How long can you concentrate? According to a research, an average human being can only hold the attention for up to 8 seconds in 2013, even shorter than a goldfish. With this kind of attention span, it’s very hard to get any creative work done. So that’s why we need a Georgetown University computer science professor Cal Newport to tell us how to do intensive, creative work in today’s distracted world. And he writes a whole book on it: Deep Work.

So, how to do deep work?

  1. Be focus, drown out the “shallow” activities like browsing facebook, mindlessly watching youtube videos. The reason is that the cost of task switching is high. If you jump from task to task, all these context switching will take a toll on your attention span– the previous task will still linger on your mind, AKA “attention residue”, and you won’t be able to get anything meaningful done.
  2. Commit to a schedule. You must set aside a time and a place to do your creative work. During this time, shut off your phone, allows no distraction. This is to prepare your mind for the battle ahead: “no more playing, time to focus!”
  3. Say “No” liberally. Reserve your “Yes” to the most important tasks only.
  4. Embrace boredom. Don’t try to fill your every single waking second with excitement or distraction or work. Your brain needs constant resting in order to come up with breakthrough ideas. Your brain needs downtime.

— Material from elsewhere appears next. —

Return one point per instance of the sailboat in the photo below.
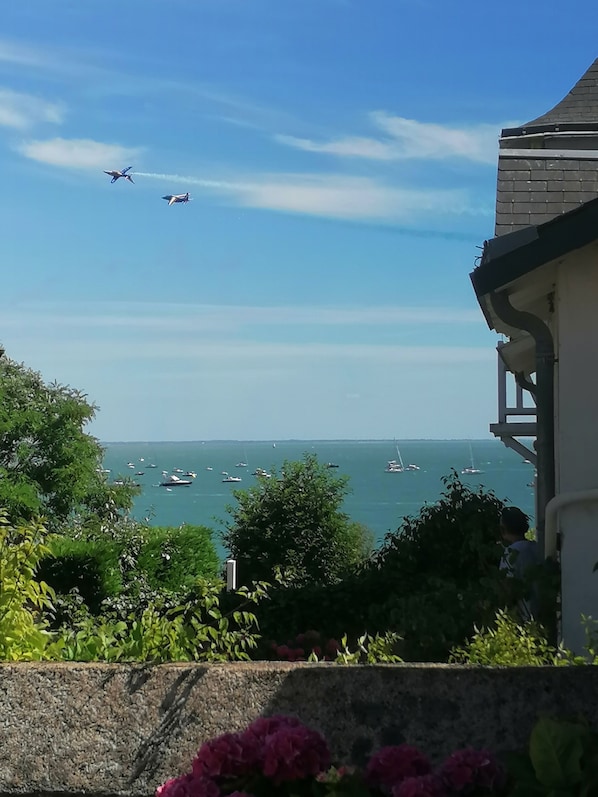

The last point deserves some elaboration. Brain is just like muscles, that needs constant exercise and equally important, nutrition and recharge. A lot of times when I was thinking hard about a task and I couldn’t break through the mental block, all I had to do at that point was to get up from my desk and took a walk, and then the solution usually just presented itself.

There were also times that when I was so fed up with a problem, that I vowed to never touch it again, and then the next day an idea just came and I was able to solve the problem instantly. A good night rest usually does the job well.

Your capacity for deep work for any given day is limited to only a few hours. For a lot of people, it is like only 4 hours. Which makes the whole 8 hour a workday a not sensible idea especially for creative workers like programmers.

In IT, total number of hours is no longer a good yardstick to measure the productivity of a creative worker. As a programmer myself I can attest to this fact. By any measure, the code that I churn out at the end of my day is not as good as the code I write when I am just starting: I write less code with more errors in it. It’s safe to say that beyond a certain number of hours, the work that you do no longer meaningfully add value, in fact, it might very well subtract values because of bugs introduced!

So why there are companies that take pride on 996 working system ( 9am to 9pm, 6 days a week)? Do they not realize that all the overtime work is not only harmful to the employee’s health and social well being, but also subtracting values from the companies in general? One possible explanation that I can think of is that although creative workers know it in their heart, the upper management, who themselves are usually not creative workers, don’t really know ( or willing to believe in) about it. Furthermore, the detriment of excessive working hours is hard to quantify– there is no way to setup two similar companies, varying only the number of working hours and holding everything else the same, and then track the productivity as a result. All the world see is that “company A is successful and has a brutal culture, therefore the brutal culture must be responsible for the success”. This is a classic case of confusing between causation and correlation, an alternative explanation is equally likely: company A is successful despite of the brutal culture. In either cases, the causality link is hard to established. But not too many people are thinking critically, probably because… er… their attention span is short and they are hooked on social media?

In the absence of better metric, all the management see is the number of hours committed as a proxy to productivity. So in the end, someone might get promoted not because they are good but because they are willing to sacrifice for the show.